What are those requirements? To discover them, we must realise that the Parliamentary deadlock is not an accident but the result of the failure of the momentum which carried Labour to victory in 1945. If that momentum is not regained, an actual coalition, or more probably a coalition policy executed by a Government without an effective majority will be the result of the next election. In that case, the historic role of the Labour Party will have been completed and it will go the way of the Liberals before it.
The aim of the conference at Beatrice Webb House must be to work out a policy which will regain the momentum of Socialist change. A Left-wing party cannot survive by squatting timidly on the status quo. In order to win, it must not avoid the awkward issues but be ready to risk defeat by challenging the electorate to face them.
This does not mean merely advocating another and bigger dose of nationalisation. We have argued frequently in this journal that the greatest weakness of British Socialism has been its facile identification of socialisation with nationalisation. The futility of this is proved by the present state of the nationalised industries. The first task of the conference, therefore, will be to view the nationalised industries not as ends in themselves but as instruments of Socialist planning. If it does this, the conference will be forced to demand drastic changes in their present organisation and to realise that - once steel and water have been taken over - further nationalisation of whole industries is irrelevant to the task of the next five years.
Mr Bevan believes that a retreat on this issue would be interpreted as a sign of weakness. It certainly would be, if it were the central feature of the electoral programme. But there is no reason why this should happen if other forms of socialisation, more relevant to our present needs, are given the prominence which nationalisation enjoyed in Let Us Face the Future. These other forms include competitive public enterprise, designed to break monopoly; an extension of municipal enterprise, possible only after a drastic reconstruction of local government; and new developments in Co-operation which could be expected to begin the job of reorganising the distributive trades.

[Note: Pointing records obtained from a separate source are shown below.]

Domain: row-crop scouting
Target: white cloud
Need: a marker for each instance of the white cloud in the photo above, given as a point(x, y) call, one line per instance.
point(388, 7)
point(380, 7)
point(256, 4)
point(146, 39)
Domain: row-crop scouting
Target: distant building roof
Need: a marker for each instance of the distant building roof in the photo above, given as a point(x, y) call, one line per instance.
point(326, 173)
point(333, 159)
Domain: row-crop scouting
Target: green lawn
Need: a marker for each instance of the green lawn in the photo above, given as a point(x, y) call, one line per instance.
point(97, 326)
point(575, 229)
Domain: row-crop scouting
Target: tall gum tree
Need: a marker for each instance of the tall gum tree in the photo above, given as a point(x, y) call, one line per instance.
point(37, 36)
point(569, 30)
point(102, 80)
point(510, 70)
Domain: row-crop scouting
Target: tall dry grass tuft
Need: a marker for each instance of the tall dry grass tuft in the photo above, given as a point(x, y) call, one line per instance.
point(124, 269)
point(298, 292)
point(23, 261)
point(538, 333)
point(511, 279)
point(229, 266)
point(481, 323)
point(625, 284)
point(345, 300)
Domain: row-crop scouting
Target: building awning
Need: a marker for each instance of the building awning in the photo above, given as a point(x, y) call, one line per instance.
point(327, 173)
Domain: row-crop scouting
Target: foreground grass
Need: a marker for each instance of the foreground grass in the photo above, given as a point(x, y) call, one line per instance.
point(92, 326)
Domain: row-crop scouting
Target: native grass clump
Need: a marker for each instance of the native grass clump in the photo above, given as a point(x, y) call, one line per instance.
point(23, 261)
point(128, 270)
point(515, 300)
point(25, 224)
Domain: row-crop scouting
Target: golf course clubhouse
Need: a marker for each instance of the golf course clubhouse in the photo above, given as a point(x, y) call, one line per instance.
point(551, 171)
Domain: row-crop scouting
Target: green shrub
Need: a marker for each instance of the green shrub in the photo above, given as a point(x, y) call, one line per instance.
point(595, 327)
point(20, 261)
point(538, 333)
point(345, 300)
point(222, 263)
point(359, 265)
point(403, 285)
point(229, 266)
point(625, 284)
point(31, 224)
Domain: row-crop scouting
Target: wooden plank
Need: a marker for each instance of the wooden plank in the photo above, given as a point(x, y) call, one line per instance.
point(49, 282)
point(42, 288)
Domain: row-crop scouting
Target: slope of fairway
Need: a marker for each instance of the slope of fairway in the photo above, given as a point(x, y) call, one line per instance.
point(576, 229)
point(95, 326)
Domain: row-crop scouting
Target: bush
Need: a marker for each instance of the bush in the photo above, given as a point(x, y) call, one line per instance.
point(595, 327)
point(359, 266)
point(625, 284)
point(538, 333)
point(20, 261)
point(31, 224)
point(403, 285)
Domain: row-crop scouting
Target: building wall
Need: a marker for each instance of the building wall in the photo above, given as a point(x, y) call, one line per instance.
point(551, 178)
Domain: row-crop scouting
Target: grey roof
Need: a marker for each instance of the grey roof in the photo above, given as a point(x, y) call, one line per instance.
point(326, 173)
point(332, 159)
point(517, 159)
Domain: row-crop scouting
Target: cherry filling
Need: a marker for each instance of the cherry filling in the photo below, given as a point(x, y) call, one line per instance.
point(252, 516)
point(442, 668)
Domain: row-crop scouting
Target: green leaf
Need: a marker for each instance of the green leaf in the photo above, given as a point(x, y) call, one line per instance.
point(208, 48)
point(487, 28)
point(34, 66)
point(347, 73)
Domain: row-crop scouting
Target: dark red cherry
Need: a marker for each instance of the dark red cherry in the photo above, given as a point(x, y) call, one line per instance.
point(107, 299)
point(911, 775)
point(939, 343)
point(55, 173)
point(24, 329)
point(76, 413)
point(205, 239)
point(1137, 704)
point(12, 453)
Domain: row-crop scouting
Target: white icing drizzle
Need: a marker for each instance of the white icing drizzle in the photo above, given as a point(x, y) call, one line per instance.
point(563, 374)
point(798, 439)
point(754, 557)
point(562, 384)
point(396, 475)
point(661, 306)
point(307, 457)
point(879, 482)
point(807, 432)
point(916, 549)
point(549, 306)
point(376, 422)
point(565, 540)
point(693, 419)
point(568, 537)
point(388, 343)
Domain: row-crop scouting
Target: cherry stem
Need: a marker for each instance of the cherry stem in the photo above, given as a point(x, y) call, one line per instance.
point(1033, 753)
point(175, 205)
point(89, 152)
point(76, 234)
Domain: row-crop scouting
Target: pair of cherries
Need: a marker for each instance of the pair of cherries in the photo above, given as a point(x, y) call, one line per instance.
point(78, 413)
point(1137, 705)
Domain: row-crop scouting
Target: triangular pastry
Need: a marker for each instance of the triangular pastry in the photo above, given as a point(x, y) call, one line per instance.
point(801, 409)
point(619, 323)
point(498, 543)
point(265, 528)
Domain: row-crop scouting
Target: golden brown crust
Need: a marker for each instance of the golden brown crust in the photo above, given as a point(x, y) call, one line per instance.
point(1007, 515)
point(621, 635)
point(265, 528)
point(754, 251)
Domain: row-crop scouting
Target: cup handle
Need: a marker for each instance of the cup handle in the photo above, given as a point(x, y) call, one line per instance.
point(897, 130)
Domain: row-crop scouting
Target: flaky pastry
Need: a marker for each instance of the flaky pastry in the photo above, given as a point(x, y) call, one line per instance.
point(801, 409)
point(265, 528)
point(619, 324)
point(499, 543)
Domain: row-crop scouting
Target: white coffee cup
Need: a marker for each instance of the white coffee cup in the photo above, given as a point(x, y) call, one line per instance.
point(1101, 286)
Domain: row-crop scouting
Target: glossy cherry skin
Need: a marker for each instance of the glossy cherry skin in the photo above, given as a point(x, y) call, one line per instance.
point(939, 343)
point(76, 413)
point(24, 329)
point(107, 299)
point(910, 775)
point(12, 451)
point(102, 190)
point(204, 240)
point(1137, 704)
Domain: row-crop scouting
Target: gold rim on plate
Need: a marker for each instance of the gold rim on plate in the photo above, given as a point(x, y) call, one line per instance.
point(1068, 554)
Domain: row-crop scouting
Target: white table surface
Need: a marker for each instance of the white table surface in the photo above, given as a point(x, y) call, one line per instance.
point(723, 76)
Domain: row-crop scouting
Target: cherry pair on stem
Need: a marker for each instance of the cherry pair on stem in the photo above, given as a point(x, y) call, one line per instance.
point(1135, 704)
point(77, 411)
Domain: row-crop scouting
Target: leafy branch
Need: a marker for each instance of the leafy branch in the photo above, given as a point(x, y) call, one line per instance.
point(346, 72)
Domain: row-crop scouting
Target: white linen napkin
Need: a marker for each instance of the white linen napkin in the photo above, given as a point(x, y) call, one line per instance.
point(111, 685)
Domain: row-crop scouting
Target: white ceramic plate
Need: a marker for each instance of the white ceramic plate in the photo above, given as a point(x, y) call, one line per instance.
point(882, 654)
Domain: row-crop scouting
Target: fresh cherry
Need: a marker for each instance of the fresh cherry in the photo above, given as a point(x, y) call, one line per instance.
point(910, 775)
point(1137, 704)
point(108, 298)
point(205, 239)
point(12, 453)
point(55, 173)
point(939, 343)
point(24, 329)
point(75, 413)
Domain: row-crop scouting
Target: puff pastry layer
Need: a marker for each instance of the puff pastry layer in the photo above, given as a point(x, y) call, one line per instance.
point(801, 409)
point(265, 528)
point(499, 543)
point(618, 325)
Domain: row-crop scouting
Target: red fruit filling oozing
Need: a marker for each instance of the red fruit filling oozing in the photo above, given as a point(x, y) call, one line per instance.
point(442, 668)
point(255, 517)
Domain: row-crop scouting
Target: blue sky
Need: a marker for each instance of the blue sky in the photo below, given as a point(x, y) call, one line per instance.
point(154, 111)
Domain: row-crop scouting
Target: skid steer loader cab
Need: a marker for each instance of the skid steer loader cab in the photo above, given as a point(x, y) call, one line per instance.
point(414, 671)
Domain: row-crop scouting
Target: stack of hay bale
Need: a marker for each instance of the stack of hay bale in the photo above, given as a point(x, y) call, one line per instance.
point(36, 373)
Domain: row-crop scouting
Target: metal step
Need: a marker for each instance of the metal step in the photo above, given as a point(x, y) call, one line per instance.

But when all this has been discussed, the central issue will still be untouched. A Socialist full employment policy is impossible, in the long run, without a policy for profits and wages. Neither extensions of nationalisation nor other forms of Socialist public enterprise are any substitute for this. In order to move forward from the present Welfare State, a Keynesian variant of capitalism, to a real Socialist society, we must be prepared to plan the distribution of the national income. The difficulties in the way are obvious enough; it is a great deal easier to nationalise an industry by Act of Parliament than it is to "socialise" either wages or profits. But we believe that British Labour will only regain its momentum if it sets its hand to this task.